Qualcosa però sta iniziando a muoversi. A giugno è stata approvata una legge, in sede deliberante, dalla Commissione Istruzione del Senato a larghissima maggioranza.
«Per la prima volta si riconosce che le difficoltà di apprendimento, come la dislessia, debbono essere accertate nella scuola e debbono essere affrontate dalla scuola - sottolinea la senatrice Albertina Soliani capogruppo in Commissione Istruzione - Questa legge è la chiave di volta, l'inizio di una nuova strada per la scuola italiana».
Come mai si è lasciato che il problema raggiungesse dimensioni così grandi?
«Perché purtroppo siamo davanti ad un muro sociale.
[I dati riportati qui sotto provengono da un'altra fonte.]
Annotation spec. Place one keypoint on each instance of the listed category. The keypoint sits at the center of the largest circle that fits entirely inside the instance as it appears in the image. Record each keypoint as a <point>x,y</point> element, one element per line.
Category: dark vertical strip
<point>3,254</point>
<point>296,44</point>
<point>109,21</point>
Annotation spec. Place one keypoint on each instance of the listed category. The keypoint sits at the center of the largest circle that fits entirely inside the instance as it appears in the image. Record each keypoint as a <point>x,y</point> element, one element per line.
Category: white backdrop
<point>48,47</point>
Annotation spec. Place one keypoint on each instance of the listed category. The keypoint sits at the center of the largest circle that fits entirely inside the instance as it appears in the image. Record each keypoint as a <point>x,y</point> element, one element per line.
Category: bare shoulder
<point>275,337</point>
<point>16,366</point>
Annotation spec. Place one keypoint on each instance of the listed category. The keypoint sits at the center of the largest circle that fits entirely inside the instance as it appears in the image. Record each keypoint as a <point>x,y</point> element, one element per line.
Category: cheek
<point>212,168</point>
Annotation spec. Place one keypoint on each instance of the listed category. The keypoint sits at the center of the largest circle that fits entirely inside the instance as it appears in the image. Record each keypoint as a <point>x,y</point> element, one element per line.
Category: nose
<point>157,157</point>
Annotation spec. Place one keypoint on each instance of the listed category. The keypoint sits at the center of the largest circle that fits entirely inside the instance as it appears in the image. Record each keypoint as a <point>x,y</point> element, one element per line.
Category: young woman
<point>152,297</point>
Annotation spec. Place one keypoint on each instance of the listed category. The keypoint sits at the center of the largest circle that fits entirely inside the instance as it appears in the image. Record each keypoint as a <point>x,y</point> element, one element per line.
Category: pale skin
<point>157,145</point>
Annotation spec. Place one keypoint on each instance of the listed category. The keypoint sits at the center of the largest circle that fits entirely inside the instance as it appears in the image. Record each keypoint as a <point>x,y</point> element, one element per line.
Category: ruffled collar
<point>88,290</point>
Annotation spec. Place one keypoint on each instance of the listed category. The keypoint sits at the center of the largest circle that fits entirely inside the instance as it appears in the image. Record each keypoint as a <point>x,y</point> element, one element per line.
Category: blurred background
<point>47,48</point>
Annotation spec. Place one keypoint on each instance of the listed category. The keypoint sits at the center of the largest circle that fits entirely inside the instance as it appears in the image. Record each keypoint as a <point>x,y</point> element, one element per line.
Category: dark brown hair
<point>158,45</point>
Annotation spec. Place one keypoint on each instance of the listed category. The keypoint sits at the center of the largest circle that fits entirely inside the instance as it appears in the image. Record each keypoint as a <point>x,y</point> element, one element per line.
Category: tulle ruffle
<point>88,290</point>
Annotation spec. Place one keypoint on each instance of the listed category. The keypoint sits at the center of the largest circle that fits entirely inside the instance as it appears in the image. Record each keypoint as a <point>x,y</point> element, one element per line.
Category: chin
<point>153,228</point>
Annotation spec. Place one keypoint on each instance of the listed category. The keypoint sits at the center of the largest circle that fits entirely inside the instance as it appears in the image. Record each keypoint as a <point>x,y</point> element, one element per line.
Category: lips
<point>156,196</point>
La scuola riflette l'ignoranza sociale del nostro Paese. Molti insegnanti non hanno apertura e penso che abbiano problemi organizzativi. Ecco perché a chi soffre di dislessia non è data l'opportunità per un apprendimento adeguato al loro problema. Poi c'è un ritardo nel mondo scientifico e la mancanza della volontà politica da parte del legislatore di voler riconoscere le difficoltà specifiche dell'apprendimento. Quando c'è il riconoscimento pubblico la scuola affronta il problema diversamente».
Quanto sta accadendo è il riflesso di un problema molto più grave.
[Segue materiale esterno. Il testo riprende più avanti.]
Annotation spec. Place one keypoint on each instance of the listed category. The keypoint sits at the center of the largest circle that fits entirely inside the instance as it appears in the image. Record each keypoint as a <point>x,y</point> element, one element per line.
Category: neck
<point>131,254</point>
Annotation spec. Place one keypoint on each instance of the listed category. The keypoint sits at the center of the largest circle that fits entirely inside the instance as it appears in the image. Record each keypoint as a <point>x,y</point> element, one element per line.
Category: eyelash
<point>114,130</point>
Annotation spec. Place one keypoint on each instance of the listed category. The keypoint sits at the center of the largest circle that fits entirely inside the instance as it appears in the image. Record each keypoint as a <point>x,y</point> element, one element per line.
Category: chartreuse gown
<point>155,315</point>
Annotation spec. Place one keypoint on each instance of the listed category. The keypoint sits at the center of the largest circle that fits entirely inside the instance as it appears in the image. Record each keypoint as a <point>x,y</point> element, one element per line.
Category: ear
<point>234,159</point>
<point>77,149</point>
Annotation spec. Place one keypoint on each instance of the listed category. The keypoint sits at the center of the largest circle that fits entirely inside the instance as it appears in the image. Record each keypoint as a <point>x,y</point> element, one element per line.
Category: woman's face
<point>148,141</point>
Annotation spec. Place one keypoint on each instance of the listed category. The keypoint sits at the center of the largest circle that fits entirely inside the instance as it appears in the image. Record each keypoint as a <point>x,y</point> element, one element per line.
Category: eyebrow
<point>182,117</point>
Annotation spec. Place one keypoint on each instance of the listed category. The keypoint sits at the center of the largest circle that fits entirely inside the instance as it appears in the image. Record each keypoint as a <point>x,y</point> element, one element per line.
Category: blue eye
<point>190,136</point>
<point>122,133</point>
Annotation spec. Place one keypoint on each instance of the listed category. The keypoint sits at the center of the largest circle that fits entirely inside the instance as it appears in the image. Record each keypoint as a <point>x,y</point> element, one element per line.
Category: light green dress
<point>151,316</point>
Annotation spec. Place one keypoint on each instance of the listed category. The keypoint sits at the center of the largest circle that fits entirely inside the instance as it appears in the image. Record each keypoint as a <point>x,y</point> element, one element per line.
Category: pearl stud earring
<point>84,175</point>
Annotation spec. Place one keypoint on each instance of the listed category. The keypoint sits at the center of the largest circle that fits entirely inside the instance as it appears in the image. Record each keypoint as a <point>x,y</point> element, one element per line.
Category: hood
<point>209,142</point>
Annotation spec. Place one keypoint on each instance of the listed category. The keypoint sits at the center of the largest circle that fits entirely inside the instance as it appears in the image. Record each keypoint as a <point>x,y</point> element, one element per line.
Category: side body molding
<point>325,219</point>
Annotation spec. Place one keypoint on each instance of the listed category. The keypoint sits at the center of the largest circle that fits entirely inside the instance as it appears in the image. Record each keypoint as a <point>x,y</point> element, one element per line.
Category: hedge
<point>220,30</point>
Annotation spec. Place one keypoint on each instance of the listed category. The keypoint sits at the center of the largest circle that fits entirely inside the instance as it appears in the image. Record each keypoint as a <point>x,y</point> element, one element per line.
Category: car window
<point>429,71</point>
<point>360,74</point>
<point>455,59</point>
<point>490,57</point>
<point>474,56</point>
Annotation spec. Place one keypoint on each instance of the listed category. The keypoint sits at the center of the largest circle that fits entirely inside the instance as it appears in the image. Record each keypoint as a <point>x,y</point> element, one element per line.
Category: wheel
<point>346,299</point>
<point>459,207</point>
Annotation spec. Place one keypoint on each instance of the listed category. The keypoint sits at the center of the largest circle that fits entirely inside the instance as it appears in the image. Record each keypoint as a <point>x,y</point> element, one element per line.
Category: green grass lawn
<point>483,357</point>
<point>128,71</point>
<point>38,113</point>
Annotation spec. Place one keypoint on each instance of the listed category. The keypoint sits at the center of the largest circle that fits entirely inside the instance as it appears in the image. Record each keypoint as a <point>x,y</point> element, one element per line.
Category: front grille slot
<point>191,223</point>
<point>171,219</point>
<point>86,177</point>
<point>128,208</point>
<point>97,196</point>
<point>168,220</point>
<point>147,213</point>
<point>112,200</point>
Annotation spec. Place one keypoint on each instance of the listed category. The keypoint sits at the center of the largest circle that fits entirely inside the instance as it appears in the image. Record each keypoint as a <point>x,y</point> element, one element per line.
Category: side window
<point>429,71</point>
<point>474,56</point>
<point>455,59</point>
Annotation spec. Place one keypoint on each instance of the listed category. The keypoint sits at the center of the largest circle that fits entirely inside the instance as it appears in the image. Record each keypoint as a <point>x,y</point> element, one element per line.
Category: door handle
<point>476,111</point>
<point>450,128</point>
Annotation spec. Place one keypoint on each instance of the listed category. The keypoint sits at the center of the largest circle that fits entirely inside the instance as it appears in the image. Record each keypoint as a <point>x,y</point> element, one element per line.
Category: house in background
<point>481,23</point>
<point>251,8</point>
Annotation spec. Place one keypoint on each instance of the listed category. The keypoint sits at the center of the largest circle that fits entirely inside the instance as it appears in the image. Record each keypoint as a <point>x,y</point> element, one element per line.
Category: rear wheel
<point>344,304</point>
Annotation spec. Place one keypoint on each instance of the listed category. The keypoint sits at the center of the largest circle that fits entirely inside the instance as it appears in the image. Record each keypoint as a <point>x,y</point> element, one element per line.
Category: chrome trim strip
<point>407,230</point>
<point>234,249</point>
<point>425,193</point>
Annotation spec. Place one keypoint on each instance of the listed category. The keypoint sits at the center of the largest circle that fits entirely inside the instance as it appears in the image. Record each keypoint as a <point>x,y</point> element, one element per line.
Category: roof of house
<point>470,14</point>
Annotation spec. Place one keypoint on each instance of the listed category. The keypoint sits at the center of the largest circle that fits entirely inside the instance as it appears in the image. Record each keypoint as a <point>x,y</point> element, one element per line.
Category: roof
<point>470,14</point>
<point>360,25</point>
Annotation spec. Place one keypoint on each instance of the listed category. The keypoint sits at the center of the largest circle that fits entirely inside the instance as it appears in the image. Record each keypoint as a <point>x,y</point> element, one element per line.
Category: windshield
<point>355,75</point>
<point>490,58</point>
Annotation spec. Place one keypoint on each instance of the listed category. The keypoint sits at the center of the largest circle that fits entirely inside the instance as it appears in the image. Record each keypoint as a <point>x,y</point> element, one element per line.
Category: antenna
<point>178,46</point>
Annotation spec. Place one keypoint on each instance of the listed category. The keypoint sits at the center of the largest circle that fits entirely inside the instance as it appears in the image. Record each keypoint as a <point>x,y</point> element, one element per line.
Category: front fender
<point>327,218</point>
«Un tempo c'era una società con una cultura diffusa della società. La scuola di oggi e la superficialità di molti insegnanti nei confronti di questo problema non fa altro che rispecchiare la diffusione di un'idea sempre più individualistica della vita, della perdita dei valori. È per questo che molti docenti di fronte ad alunni con un basso rendimento scolastico assumono atteggiamenti di disappunto o di rifiuto determinando l'aumento del loro insuccesso scolastico».
Come dovrebbero comportarsi gli insegnanti?
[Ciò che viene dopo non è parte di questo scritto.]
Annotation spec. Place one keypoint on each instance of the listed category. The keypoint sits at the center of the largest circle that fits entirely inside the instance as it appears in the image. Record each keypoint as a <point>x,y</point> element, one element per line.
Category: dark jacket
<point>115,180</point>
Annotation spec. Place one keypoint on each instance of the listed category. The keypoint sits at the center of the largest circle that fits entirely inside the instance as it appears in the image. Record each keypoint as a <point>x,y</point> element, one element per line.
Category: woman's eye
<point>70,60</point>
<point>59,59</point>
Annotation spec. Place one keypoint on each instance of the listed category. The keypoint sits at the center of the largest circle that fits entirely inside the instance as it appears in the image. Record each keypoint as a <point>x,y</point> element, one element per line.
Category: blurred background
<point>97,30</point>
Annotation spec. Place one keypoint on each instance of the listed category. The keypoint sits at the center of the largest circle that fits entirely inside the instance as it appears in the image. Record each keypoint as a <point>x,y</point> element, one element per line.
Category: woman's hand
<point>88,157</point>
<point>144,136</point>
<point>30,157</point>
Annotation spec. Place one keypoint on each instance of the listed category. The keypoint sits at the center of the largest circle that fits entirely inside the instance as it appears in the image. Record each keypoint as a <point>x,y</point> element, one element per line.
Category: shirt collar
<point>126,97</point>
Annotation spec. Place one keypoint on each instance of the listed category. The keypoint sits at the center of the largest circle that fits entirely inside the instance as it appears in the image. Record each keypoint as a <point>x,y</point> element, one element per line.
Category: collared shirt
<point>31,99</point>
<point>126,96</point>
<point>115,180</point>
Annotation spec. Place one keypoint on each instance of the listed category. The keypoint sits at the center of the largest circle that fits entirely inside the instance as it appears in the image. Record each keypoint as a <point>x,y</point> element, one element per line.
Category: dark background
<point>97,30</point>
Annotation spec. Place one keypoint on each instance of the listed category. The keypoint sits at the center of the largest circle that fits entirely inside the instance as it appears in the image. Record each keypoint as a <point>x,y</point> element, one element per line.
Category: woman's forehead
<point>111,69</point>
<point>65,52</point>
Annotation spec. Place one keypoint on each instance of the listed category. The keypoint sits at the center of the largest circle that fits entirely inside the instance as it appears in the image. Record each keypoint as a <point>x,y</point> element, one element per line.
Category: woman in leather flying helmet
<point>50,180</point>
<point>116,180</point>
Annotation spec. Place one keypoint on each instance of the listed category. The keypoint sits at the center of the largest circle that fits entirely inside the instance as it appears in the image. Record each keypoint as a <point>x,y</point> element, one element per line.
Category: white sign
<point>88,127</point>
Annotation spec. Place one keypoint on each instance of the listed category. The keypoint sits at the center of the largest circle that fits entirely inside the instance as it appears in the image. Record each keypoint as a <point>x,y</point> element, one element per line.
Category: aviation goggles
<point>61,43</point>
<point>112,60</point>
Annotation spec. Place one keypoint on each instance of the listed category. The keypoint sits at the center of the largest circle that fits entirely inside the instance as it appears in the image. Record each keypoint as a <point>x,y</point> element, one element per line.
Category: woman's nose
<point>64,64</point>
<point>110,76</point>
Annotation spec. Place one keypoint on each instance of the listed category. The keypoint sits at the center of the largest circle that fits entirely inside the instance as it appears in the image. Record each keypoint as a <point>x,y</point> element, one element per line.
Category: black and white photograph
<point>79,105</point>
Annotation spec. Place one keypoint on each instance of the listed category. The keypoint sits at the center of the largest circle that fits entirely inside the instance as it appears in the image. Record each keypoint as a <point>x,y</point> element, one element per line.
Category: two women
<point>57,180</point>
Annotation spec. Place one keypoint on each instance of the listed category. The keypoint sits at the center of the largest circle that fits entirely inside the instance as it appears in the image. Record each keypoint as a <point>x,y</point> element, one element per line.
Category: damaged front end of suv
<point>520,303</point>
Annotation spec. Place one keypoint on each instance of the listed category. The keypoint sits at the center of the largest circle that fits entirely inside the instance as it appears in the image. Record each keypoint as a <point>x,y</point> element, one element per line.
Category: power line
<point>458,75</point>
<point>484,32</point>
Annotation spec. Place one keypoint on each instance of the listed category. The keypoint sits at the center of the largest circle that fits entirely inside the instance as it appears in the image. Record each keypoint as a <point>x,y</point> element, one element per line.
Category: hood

«Anzitutto informandosi di più evitando giudicare negativamente i risultati. Nonostante i corsi di formazione che vengono fatti ai docenti, rimane il pregiudizio dell'alunno pigro, che non si vuole applicare.

Gli insegnanti devono incoraggiare i ragazzi ad affrontare le loro difficoltà piuttosto che coprirle di valutazioni sbagliate».